Abstract
Venous Thromboembolism (VTE) remains a significant cause of morbidity
and mortality worldwide. Rivaroxaban, a direct oral factor Xa inhibitor,
mediates anti-inflammatory and cardiovascular-protective effects besides
its well-established anticoagulant properties; yet, these remain poorly
characterized. Extracellular vesicles (EVs) are considered
proinflammatory messengers regulating a myriad of (patho)physiological
processes and may be highly relevant to the pathophysiology of VTE. The
effects of Rivaroxaban on circulating EVs in VTE patients remain
unknown. We have established that differential EV biosignatures are
found in patients with non-valvular atrial fibrillation anticoagulated
with Rivaroxaban versus warfarin. Here, we investigated whether
differential proteomic profiles of circulating EVs could also be found
in patients with VTE.
We performed comparative label-free quantitative proteomic profiling of
enriched plasma EVs from VTE patients anticoagulated with either
Rivaroxaban or warfarin using a tandem mass spectrometry approach. Of
the 181 quantified proteins, 6 were found to be either exclusive to, or
enriched in, Rivaroxaban-treated patients.
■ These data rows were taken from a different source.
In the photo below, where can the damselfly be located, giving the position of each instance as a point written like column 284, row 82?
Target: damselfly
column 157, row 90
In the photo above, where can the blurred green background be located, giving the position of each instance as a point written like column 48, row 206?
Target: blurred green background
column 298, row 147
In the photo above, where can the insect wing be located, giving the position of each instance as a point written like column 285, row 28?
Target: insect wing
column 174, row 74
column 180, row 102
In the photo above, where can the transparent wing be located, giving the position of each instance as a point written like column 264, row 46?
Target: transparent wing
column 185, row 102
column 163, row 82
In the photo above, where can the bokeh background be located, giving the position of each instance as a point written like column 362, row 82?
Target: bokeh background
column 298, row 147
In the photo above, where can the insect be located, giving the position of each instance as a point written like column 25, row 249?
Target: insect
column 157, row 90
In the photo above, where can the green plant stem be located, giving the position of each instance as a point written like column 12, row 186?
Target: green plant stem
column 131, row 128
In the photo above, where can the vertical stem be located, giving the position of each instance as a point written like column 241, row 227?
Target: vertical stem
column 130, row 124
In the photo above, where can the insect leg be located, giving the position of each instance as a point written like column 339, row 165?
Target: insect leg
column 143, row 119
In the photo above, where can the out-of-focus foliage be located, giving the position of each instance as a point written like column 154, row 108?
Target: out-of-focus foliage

Intriguingly, these proteins
form a cluster tightly involved in negative feedback regulation of
inflammatory and coagulation pathways, suggesting that EV proteomic
signatures may reflect both Rivaroxaban’s anti-coagulatory and
anti-inflammatory potential. These findings may be of translational
relevance towards characterizing the emerging anti-inflammatory and
cardioprotective mechanisms associated with this therapy.
Venous thromboembolism (VTE), comprising deep vein thrombosis (DVT) and
pulmonary embolism (PE), affects nearly 10 million people worldwide each
year, with an estimated fatality rate of nearly 10%. [1] Numerous
risk factors are associated with increased risk of developing VTE such
as increasing age and obesity. [2], [3] Intriguingly, VTE
patients present with a systemic pro-inflammatory state, which
potentiates the risk of recurrence. [4] systemic anticoagulation is
the standard of care, both to treat acute VTE and to reduce the risk of
recurrence. Historically, vitamin K antagonists such as warfarin or
parenteral anticoagulation were the first in line treatment of choice.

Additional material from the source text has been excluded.